Correndo o risco de desensolver uma síncope cardíaca, hoje não poderia deixar de falar do fim do campeonato nacional de futebol. O clube do bairro sagrou-se pior que campeão, bi-campeão. Algo que apesar de já ter idade para anteriormente ter presenciado, é díficil de encarar. Díficil porque o título foi entregue de bandeja pelo meu clube, o Futebol Clube do Porto. Difícil porque já em Novembro eu vaticinava este final, depois de 10 jornadas com conquistas verdadeiramente condimentadas por fenómenos extra-futebol. Contudo, o Porto teve várias oportunidades para desfazer essa "vantagem", mas não o fez. Não o fez porque apesar de se ter reforçado com elementos de qualidade, faltou aquilo que é mais importante no futebol - a paixão.
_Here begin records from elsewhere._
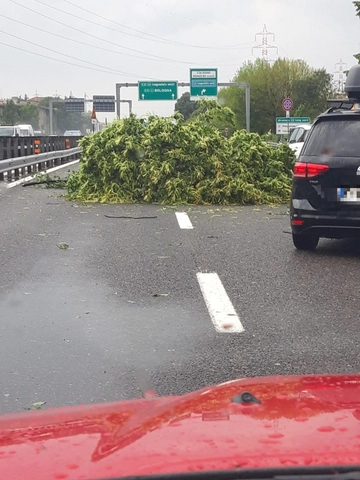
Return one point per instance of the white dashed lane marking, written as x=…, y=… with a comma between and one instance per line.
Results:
x=221, y=310
x=184, y=221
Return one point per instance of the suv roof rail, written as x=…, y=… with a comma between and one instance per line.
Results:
x=339, y=104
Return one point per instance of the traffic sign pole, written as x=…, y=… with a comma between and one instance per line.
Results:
x=203, y=83
x=158, y=90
Paixão por ser Portista e por se saber sentir o que é ser jogador do melhor clube do mundo, sentimento que faltou a alguns desses jogadores, mais preocupados em dar nas vistas na europa do futebol, aguardando que os grandes tubarões cirandassem os seus passes. O actual campeão conseguiu chegar ao título porque o Porto não foi Porto. Eu, ao contrário desses jogadores, continuo a sofrer com o meu clube, mas o sentimento de pertença e paixão não se apaga, ficando ainda maior na hora das derrotas. Viva o F.C. Porto, carago!